TV dizilerinin sefaleti

Başbakan Recep T. Erdoğan’ın “rezil” dediği “Muhteşem Yüzyıl” ı hemen hiç seyretmedim. Arada bir gözüm ilişti, her gözüm iliştiğinde yatak sahneleri vardı, kadınlar vardı. Herhâlde dizi çokluk böyle devam ettiği için karşıma benzer manzaralar çıkıyordu.
Vurdulu kırdılı “Kurtlar Vadisi”, “Behzat Ç.” gibi diziler ne anlatırlar hiç bilmem.
“Lale Devri”ni biraz seyrederim. (“İzlerim” yanlış kullanış!) Şunun için: Dizide bir “Necip Bey” karakteri var, karşısında bir de kendi yaşlarında bir hanım... İkisinin Türkçesi dikkatimi çekti. Senaristler belli bir kültürden geliyorlar anlaşılan veya senaryoyu Türkçeyi bilen birine kontrol ettiriyorlardır. “Türkçe” konuşulan tek dizi bu olsa gerek.

***


Yine biraz seyrettiğim bir dizi “Öyle Bir Geçer Zaman ki...” Bu dizinin yapımcısı ve senaristleri ideolojik saplantı içindeler.
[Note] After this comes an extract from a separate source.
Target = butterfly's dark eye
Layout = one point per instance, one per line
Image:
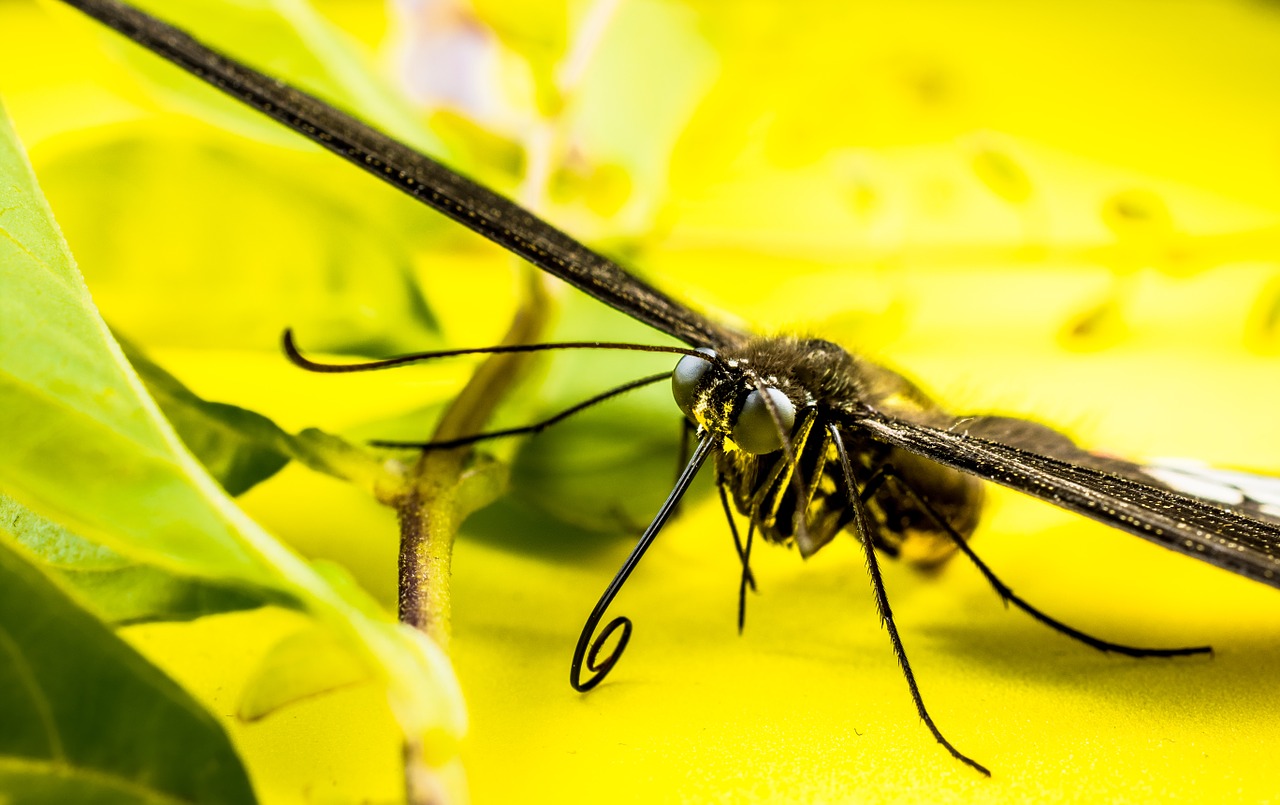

Milliyetçileri (ülkücüleri) ve devrimcileri (komünistleri) çok ilkel bir şekilde karşı karşıya getiriyorlar.
Öyle karakterler monte etmişler ki; komünistler munis, akıllı, sevimli, hayattan ve aşktan, edebiyattan anlayan insanlar... Milliyetçiler kaba-saba, çirkin, vurdulu kırdılı, çete, mafya, sevimsiz, seven kadını hırpalayan, yaşamasını bilmeyen...
Fiilen içinde bulunmasam, demek ki milliyetçiler böyleymiş, komünistler çok romantikmiş, romantik romantik devrim yapacaklarmış... Ülkücüler silâh kullanmasalardı, devrimciler asla ellerine silâh almayacaklardı, diye düşünürdüm.
Bazı şeyler vardır ki, yaşamadan anlaşılmaz... Ne kadar anlatsan, karşındakine idrâk ettiremezsin.
Geçen gün gözüm ilişti; duvarda iki slogan: “Titre ve kendine dön!”, “Bozkurtlar Geliyor”...
Senaristler, bir; bilgisizliklerinden, iki; kasıtlarından meseleleri farklı gösteriyorlar. İkinci slogan doğru, birinci slogan eksik... Bilerek eksik bırakmışlar. Slogan Orhun Âbidelerinden alınmadır ve ülkücüler çok sık kullanmışlardır. “Ey Türk titre ve kendine dön!” yazılmalıydı. Türk’ün adını silme modasına dizinin senaristleri de kendilerini kaptırmışlar.
O zaman Dev-Genç’in bünyesinden çıkmış sol silâhlı örgütler hâlâ var... Hâlâ oraya buraya bomba koyuyorlar, hâlâ dağa çıkıyorlar, hâlâ askere, polise kurşun sıkıyorlar.
Ya Ülkü Ocaklılar? Bir tane silâh kullanan var mı? Çünkü ülkücülerin gayesi ihtilâl yapmak, insanları sindirmek değildi. Hiçbir zaman olmamıştır.
Neden silâhlı sol hareketler evrilerek, çevrilerek (PKK da dâhil) hareketini kesintisiz sürdürüyor?
Bu dizi gençleri, silâha ve kökü dışarıda, üstelik iflâs etmiş ideolojilere özendiriyor!
(Ara not: Ülkü Ocakları üzerine daha sık yazacağım. Şu sıra MHP Genel Merkezi’nin ataleti, tembelliği maalesef Ülkü Ocakları’na da sinmiş. Ocak, Genel Merkez’in “politbüro zihniyeti” ne uydurulmuştur. Çok acı. Ülkü Ocakları’na cemiyetin sesi olma hakkı hemen hiç kullandırılmamaktadır.)
Soru: Ülkücü Ocakları yönetimi, gerçekleri anlatmak için film yapımcılarıyla hiç görüştü mü?